Esmé was the first to see the water buffalo on the right side of the road. It appeared to be stuck, with mud up to its belly. Why was it blindfolded? And why were those men whipping it? Wendy began scribbling madly in her journal. Bennie sketched a quick impression.
Miss Rong happily explained that this was how the mud was “smashed” so it would be soft enough to place in the molds. And the buffalo’s eyes were covered so the beast did not know it was going in circles. All twelve travelers were now transfixed as the buffalo plowed its wretched Sisyphean route. ’Round and ’round he stumbled and lurched, haphazardly and endlessly, his great body heaving to take another breath, his nostrils flaring with fright as the whip came down across his hindquarters.
“Man, that is one miserable existence,” Roxanne said. The others echoed similar sentiments.
Esmé was close to tears. “Make them stop.”
Miss Rong tried to ease their discomfort. “This is karma,” she tried to explain in her rudimentary English. “Past life this buffalo must be doing bad things. Now suffer, so next life get better.…” What she was trying to say was this: Your situation and form in life are already determined before you are born. If you are a buffalo suffering in mud, you must have committed wrongs upon others in a previous existence, and thus, you deserve this particular reincarnation. Perhaps this buffalo was once a man who killed an innocent person. Maybe he was a thief. By suffering now, he would earn a much cushier reincarnation in the next go-round. It’s an accepted way of thinking in China, a pragmatic way of viewing all the misfortunes of the world. You cannot change a buffalo into a man. And if a buffalo does not mash the mud, who else would do this job?

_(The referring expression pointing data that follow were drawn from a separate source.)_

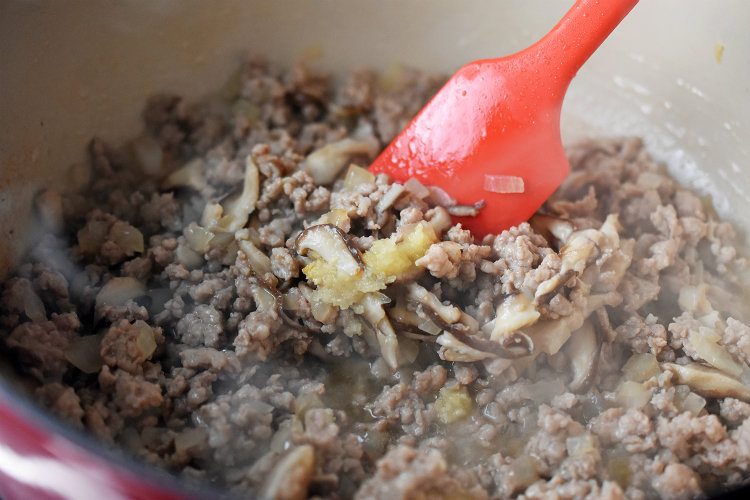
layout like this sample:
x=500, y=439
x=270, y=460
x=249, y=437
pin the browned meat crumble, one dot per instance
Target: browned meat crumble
x=229, y=299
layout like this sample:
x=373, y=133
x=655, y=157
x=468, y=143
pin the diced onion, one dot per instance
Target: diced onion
x=641, y=367
x=704, y=341
x=503, y=184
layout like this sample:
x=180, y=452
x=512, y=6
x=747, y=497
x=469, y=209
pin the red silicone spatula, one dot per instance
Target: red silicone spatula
x=496, y=124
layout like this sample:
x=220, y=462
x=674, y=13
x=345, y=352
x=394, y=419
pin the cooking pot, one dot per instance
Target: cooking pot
x=676, y=72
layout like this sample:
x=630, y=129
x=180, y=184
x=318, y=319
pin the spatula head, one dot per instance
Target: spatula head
x=493, y=118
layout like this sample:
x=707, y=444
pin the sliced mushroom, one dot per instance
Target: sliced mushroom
x=241, y=207
x=330, y=243
x=259, y=261
x=515, y=312
x=583, y=349
x=514, y=346
x=291, y=477
x=324, y=164
x=708, y=382
x=548, y=289
x=371, y=308
x=706, y=344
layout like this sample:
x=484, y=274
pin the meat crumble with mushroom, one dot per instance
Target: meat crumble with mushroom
x=233, y=297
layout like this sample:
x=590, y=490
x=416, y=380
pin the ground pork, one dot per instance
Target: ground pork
x=228, y=364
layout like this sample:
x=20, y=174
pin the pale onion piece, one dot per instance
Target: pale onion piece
x=522, y=473
x=33, y=307
x=241, y=207
x=126, y=237
x=503, y=184
x=290, y=478
x=49, y=207
x=328, y=242
x=282, y=438
x=693, y=298
x=429, y=326
x=389, y=198
x=371, y=307
x=553, y=226
x=353, y=327
x=259, y=261
x=357, y=175
x=324, y=164
x=440, y=197
x=211, y=217
x=453, y=405
x=190, y=438
x=265, y=301
x=547, y=286
x=145, y=338
x=641, y=367
x=322, y=311
x=633, y=395
x=198, y=237
x=581, y=444
x=576, y=254
x=84, y=353
x=92, y=236
x=583, y=350
x=118, y=291
x=189, y=175
x=705, y=341
x=189, y=258
x=148, y=154
x=713, y=320
x=456, y=350
x=513, y=313
x=448, y=313
x=708, y=382
x=686, y=400
x=416, y=188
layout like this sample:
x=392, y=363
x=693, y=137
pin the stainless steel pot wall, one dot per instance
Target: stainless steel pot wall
x=676, y=72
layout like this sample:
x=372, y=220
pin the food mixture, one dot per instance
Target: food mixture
x=233, y=298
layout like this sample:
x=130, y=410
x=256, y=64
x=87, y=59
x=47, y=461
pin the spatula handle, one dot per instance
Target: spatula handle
x=580, y=32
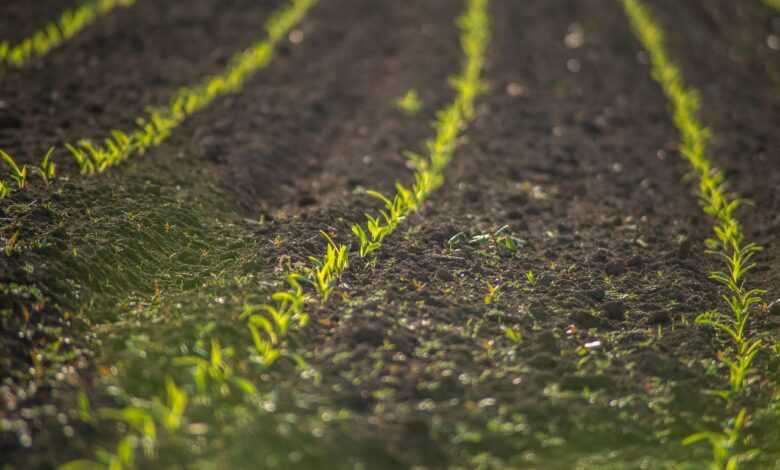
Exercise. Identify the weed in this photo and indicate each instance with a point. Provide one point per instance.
(70, 23)
(410, 103)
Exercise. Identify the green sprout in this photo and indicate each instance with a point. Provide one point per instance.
(71, 22)
(410, 103)
(728, 242)
(18, 174)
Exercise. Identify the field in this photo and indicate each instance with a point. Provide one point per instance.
(350, 234)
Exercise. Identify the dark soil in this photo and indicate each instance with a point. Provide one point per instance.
(573, 149)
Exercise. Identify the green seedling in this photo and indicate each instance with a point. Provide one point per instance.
(52, 35)
(410, 103)
(18, 173)
(159, 123)
(728, 241)
(325, 272)
(513, 335)
(5, 190)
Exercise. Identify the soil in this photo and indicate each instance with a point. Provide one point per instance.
(572, 152)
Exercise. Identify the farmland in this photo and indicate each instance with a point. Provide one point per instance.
(346, 234)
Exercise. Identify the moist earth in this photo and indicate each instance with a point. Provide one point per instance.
(572, 155)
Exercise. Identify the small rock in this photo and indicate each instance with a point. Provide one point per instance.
(615, 310)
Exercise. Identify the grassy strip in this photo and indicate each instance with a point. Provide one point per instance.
(214, 374)
(728, 242)
(158, 123)
(70, 23)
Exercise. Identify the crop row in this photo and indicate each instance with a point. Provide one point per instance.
(214, 376)
(728, 241)
(158, 123)
(70, 23)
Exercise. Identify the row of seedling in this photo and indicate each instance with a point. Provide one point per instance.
(728, 242)
(429, 169)
(16, 175)
(158, 124)
(269, 324)
(70, 23)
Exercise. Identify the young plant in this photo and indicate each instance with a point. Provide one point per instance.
(728, 241)
(18, 174)
(724, 445)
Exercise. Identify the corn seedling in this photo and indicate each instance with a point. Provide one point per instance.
(270, 323)
(723, 445)
(70, 23)
(513, 335)
(18, 173)
(429, 175)
(158, 123)
(728, 242)
(410, 103)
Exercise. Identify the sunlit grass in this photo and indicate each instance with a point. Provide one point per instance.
(158, 124)
(70, 23)
(214, 374)
(728, 242)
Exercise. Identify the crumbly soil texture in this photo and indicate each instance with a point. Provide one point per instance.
(586, 355)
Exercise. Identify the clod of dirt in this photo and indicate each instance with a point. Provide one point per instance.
(595, 294)
(615, 310)
(615, 268)
(585, 320)
(660, 317)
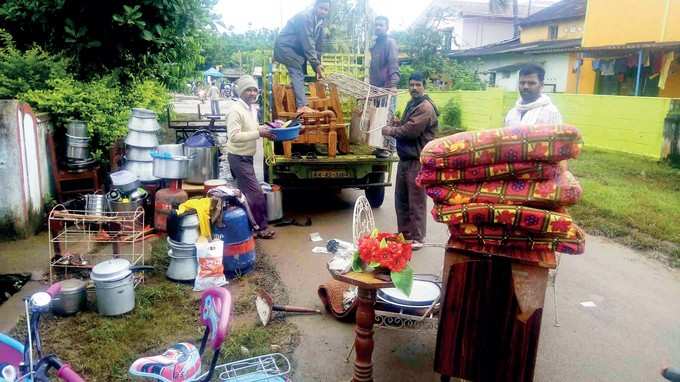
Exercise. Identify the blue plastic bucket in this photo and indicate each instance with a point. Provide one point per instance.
(239, 258)
(286, 133)
(235, 226)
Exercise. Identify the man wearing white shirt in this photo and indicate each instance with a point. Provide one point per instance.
(533, 107)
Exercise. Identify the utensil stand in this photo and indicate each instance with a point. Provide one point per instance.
(78, 240)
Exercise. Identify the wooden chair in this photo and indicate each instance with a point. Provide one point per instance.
(319, 127)
(85, 182)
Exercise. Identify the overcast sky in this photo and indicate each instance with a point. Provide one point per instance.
(272, 14)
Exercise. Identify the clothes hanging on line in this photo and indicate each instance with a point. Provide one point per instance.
(668, 59)
(607, 68)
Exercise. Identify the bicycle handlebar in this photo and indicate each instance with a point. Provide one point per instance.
(671, 373)
(64, 371)
(67, 374)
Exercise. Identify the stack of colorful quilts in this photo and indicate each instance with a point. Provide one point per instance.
(504, 191)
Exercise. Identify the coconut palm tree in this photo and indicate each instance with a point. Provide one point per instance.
(501, 5)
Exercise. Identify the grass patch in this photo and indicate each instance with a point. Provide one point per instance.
(632, 199)
(103, 348)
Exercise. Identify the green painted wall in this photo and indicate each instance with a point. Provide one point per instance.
(629, 124)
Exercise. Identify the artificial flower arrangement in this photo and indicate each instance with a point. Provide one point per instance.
(385, 252)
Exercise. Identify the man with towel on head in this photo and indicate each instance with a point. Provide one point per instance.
(533, 107)
(243, 132)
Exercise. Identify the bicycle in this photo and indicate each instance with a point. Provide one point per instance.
(17, 362)
(182, 362)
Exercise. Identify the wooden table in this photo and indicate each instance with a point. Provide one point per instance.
(367, 284)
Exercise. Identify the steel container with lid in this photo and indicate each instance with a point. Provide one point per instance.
(114, 286)
(71, 298)
(143, 120)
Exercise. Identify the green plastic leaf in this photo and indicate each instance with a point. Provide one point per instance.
(146, 35)
(403, 280)
(357, 264)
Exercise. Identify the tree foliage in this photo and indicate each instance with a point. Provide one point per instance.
(135, 39)
(24, 70)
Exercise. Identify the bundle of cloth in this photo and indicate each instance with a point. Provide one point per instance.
(505, 190)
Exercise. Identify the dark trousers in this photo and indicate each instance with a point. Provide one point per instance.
(243, 171)
(410, 201)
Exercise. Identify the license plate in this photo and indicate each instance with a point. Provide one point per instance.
(330, 174)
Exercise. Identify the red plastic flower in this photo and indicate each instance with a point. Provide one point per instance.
(386, 249)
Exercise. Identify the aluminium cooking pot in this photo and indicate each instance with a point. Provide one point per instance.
(115, 286)
(144, 170)
(71, 298)
(76, 128)
(140, 139)
(169, 166)
(141, 154)
(143, 120)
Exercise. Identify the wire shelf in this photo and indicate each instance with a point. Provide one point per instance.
(79, 239)
(268, 367)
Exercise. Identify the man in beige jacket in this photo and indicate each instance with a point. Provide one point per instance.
(243, 132)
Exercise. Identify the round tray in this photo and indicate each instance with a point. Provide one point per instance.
(423, 294)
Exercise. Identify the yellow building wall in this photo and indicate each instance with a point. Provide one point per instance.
(566, 30)
(672, 89)
(585, 80)
(618, 22)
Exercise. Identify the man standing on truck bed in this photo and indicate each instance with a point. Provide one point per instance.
(299, 42)
(416, 128)
(384, 70)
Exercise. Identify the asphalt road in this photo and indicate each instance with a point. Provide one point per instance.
(628, 330)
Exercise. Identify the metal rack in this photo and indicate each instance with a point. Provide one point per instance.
(80, 239)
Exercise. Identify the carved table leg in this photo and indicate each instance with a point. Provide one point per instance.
(363, 365)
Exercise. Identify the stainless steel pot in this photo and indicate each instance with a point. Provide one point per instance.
(143, 120)
(175, 168)
(77, 152)
(203, 164)
(140, 154)
(144, 170)
(71, 299)
(181, 268)
(180, 249)
(125, 181)
(188, 229)
(172, 149)
(76, 128)
(114, 285)
(95, 204)
(127, 206)
(141, 139)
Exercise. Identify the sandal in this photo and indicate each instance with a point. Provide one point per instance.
(265, 234)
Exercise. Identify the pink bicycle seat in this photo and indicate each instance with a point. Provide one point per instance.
(180, 363)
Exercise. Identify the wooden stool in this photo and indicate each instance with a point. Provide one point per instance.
(85, 182)
(490, 317)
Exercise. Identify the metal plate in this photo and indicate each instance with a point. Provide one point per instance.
(423, 293)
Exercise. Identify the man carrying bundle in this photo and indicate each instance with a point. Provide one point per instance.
(533, 107)
(416, 128)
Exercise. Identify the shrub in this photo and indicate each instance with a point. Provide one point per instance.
(30, 69)
(451, 115)
(102, 103)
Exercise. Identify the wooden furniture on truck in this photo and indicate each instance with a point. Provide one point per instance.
(320, 127)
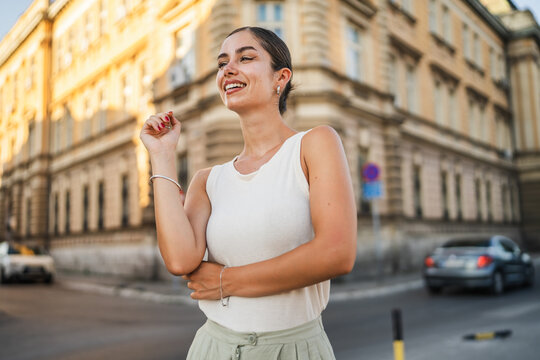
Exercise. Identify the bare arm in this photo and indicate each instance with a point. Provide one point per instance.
(181, 227)
(330, 253)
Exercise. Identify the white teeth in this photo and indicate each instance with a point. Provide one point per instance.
(230, 86)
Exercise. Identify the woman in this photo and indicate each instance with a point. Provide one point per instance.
(279, 220)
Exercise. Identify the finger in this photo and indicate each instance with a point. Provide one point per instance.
(155, 123)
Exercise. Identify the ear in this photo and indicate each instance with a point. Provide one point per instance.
(283, 76)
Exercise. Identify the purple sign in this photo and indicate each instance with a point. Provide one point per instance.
(370, 172)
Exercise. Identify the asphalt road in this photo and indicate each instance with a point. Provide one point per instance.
(41, 322)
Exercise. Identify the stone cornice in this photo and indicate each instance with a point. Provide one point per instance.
(7, 49)
(56, 7)
(493, 21)
(365, 7)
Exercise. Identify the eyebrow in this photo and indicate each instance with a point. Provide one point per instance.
(238, 51)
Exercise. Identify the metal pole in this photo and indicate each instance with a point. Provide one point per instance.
(397, 326)
(377, 237)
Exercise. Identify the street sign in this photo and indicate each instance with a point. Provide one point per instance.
(372, 190)
(370, 172)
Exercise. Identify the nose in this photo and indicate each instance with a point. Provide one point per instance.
(229, 69)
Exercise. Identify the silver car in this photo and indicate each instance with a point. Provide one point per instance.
(20, 262)
(492, 262)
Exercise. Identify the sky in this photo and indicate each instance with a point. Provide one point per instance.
(10, 10)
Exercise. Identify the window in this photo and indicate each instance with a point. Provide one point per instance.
(433, 16)
(438, 103)
(488, 201)
(459, 212)
(504, 198)
(126, 92)
(68, 119)
(55, 226)
(483, 130)
(478, 187)
(477, 50)
(407, 6)
(85, 208)
(101, 203)
(183, 170)
(447, 25)
(32, 73)
(31, 136)
(87, 124)
(444, 193)
(354, 53)
(452, 109)
(270, 16)
(102, 119)
(417, 187)
(102, 17)
(411, 88)
(393, 80)
(492, 64)
(466, 43)
(125, 200)
(68, 212)
(472, 119)
(28, 215)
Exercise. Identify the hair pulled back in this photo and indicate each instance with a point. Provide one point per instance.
(279, 53)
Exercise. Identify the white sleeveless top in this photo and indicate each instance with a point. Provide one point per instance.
(257, 217)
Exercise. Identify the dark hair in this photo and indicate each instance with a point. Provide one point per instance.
(279, 53)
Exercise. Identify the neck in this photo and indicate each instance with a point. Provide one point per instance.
(262, 131)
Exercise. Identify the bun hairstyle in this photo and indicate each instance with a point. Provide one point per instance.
(279, 53)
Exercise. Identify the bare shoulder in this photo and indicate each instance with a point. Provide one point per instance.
(320, 139)
(199, 179)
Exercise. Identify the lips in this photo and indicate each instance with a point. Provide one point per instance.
(232, 86)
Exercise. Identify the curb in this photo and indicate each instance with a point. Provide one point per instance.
(129, 293)
(501, 334)
(358, 294)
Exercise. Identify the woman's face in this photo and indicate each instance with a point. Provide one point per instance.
(245, 77)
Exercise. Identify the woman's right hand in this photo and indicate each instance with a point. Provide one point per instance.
(160, 133)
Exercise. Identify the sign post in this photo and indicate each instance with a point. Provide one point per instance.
(372, 190)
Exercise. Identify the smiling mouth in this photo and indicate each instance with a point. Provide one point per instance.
(233, 87)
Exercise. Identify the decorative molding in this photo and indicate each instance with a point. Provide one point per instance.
(364, 6)
(402, 45)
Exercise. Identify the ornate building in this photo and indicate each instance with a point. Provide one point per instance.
(442, 94)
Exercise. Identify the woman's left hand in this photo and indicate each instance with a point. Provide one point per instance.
(205, 281)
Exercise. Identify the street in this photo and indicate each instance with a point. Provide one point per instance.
(42, 322)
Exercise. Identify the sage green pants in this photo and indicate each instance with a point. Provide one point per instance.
(304, 342)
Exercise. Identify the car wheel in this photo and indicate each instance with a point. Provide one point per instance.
(497, 283)
(529, 276)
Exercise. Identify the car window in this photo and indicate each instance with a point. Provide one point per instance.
(467, 243)
(13, 251)
(507, 246)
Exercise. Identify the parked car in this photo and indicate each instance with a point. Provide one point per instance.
(492, 262)
(20, 262)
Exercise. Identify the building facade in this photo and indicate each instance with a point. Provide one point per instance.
(442, 94)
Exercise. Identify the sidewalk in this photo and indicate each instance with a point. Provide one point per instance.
(176, 292)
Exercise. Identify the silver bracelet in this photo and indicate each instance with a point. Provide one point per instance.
(226, 302)
(166, 178)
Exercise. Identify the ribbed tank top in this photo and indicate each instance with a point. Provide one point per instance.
(256, 217)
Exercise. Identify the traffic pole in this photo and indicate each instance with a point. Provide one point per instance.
(397, 326)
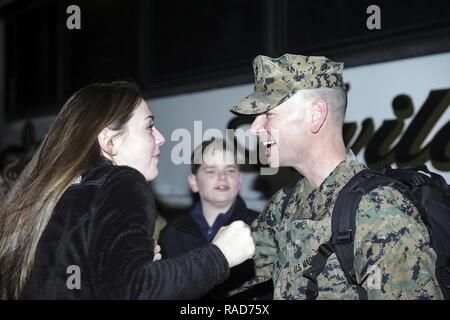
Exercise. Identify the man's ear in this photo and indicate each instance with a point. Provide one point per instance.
(107, 146)
(319, 112)
(192, 181)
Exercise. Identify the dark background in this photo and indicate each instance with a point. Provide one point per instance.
(172, 47)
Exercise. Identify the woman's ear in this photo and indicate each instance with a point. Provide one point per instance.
(192, 181)
(107, 146)
(319, 111)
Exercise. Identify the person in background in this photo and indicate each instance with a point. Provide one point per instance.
(79, 220)
(216, 178)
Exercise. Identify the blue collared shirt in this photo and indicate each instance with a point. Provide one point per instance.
(207, 231)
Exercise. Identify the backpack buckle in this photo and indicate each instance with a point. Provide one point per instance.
(344, 237)
(369, 174)
(325, 250)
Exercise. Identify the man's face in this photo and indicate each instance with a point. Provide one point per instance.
(218, 179)
(282, 131)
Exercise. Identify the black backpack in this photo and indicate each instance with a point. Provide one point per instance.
(427, 190)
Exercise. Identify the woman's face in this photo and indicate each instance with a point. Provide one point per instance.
(138, 147)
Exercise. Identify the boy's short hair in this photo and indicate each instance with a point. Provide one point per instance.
(197, 155)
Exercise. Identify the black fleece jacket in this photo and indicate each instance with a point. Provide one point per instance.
(102, 227)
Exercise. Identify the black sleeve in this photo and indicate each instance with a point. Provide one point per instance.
(121, 248)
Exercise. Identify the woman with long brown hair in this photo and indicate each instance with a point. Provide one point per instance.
(78, 222)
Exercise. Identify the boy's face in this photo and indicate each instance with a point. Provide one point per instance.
(218, 179)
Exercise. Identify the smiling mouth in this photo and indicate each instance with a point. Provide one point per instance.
(222, 188)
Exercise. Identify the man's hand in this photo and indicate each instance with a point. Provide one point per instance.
(235, 242)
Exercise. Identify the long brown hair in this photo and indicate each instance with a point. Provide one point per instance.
(69, 149)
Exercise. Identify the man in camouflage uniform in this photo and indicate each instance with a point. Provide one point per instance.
(299, 103)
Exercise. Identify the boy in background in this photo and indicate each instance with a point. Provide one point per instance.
(216, 177)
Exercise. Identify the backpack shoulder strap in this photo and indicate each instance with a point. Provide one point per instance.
(343, 220)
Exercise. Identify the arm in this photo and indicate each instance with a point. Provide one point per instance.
(121, 248)
(393, 256)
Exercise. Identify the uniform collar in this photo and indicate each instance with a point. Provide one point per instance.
(316, 203)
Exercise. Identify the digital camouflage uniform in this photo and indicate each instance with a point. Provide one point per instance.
(393, 257)
(390, 240)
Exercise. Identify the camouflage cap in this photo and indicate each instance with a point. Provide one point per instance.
(277, 79)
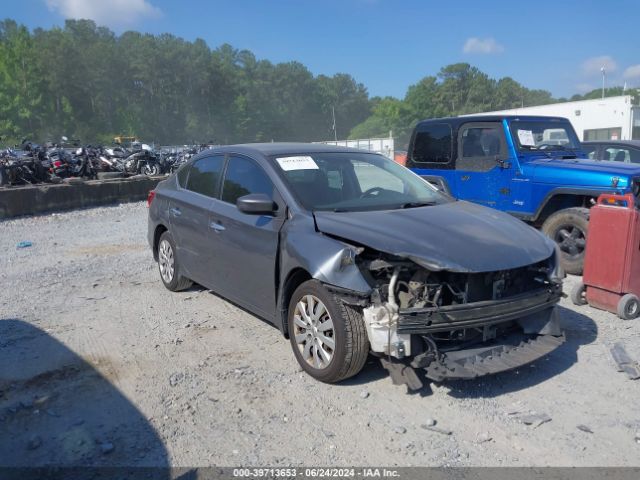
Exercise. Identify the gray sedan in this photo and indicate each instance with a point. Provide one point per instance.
(349, 253)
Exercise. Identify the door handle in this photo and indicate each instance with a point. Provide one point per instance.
(218, 227)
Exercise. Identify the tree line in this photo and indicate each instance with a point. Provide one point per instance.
(86, 82)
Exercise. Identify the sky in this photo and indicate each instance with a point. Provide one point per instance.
(388, 45)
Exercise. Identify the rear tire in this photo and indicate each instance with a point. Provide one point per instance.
(569, 228)
(168, 265)
(151, 169)
(629, 307)
(4, 178)
(345, 340)
(578, 294)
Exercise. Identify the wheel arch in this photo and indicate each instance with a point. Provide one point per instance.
(561, 199)
(296, 277)
(159, 230)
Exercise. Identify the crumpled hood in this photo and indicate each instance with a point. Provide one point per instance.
(455, 236)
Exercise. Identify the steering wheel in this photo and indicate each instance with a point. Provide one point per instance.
(371, 191)
(546, 146)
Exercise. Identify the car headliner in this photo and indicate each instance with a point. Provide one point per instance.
(628, 143)
(283, 148)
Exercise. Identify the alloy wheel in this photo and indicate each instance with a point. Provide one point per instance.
(571, 240)
(166, 261)
(314, 332)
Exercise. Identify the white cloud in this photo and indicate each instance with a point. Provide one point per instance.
(482, 45)
(632, 73)
(584, 87)
(106, 12)
(591, 66)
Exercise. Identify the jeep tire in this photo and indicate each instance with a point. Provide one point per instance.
(568, 228)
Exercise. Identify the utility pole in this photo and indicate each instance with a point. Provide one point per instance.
(335, 132)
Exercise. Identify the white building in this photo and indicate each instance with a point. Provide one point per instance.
(612, 118)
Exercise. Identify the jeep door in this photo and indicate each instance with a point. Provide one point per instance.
(246, 245)
(483, 168)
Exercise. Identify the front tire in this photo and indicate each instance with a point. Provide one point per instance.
(168, 265)
(569, 228)
(578, 294)
(328, 337)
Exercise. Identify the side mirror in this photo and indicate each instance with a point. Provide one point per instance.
(256, 204)
(504, 164)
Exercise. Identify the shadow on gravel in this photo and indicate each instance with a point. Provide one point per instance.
(579, 330)
(56, 409)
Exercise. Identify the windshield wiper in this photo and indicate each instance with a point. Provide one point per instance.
(418, 204)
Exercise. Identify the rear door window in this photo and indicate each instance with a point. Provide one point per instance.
(243, 177)
(432, 144)
(591, 151)
(480, 145)
(622, 154)
(204, 176)
(183, 174)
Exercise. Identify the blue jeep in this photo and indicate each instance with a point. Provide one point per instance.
(531, 167)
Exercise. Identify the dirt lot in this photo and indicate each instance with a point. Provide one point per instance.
(99, 364)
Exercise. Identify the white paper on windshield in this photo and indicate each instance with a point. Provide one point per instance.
(301, 162)
(526, 138)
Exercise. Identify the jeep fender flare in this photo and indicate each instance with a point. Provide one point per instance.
(556, 192)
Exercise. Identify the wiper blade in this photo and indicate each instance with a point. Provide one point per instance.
(418, 204)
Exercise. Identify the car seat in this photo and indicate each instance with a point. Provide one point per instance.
(620, 156)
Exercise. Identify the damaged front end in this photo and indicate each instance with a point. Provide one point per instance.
(458, 325)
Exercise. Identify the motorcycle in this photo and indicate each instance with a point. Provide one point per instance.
(143, 161)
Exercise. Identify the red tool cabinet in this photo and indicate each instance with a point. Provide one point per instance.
(611, 278)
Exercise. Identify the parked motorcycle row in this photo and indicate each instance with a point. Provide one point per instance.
(31, 163)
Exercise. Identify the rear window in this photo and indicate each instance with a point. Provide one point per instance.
(432, 144)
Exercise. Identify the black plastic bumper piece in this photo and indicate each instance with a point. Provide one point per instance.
(477, 314)
(487, 361)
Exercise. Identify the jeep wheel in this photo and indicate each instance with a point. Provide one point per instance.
(329, 338)
(628, 307)
(568, 228)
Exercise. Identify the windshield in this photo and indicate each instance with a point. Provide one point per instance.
(544, 135)
(345, 182)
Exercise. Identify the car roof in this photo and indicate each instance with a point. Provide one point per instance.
(491, 118)
(284, 148)
(630, 143)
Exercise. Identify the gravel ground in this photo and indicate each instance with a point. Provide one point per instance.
(100, 365)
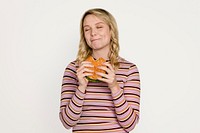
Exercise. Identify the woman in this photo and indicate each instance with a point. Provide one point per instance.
(111, 105)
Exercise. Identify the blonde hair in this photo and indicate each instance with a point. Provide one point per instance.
(85, 51)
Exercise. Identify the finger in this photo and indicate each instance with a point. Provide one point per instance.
(84, 70)
(109, 66)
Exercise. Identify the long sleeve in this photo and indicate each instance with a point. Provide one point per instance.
(127, 100)
(71, 98)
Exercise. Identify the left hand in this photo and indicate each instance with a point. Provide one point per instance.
(108, 77)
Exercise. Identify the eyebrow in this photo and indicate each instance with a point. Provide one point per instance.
(95, 24)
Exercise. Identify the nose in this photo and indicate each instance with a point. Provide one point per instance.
(93, 32)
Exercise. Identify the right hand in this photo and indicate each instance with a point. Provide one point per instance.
(82, 72)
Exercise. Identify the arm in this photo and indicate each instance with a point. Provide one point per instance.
(127, 100)
(71, 98)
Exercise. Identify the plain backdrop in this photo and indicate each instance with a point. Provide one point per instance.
(38, 38)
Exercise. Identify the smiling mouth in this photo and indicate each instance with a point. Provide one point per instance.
(94, 40)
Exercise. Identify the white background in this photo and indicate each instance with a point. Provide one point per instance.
(38, 38)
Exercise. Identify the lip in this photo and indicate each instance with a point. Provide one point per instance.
(92, 40)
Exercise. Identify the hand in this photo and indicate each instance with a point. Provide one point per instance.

Miss Rong blithely continued her philosophical talk: “So family must having a house, house must having bricks, buffalo must having smash mud. Do not be sad, this the way of life.…” She enjoyed the opportunity to inform her charges of Buddhist ideas. She had heard that many Americans, especially those who travel to China, love Buddhism. She did not realize that the Buddhism the Americans before her loved was Zen-like, a form of not-thinking, not-moving, and not-eating anything living, like buffaloes. This blank-minded Buddhism was practiced by well-to-do people in San Francisco and Marin County, who bought organic-buckwheat pillows for sitting on the floor, who paid experts to teach them to empty their minds of the noise of life. This was quite different from the buffalo-torture and bad-karma Buddhism found in China. Miss Rong also did not realize that most Americans, especially those with pets, have great sympathy for animals in misery, often more so than for miserable humans. Animals, with their inability to speak for themselves, the pet lovers believe, possess innocence and moral purity. They do not deserve cruelty.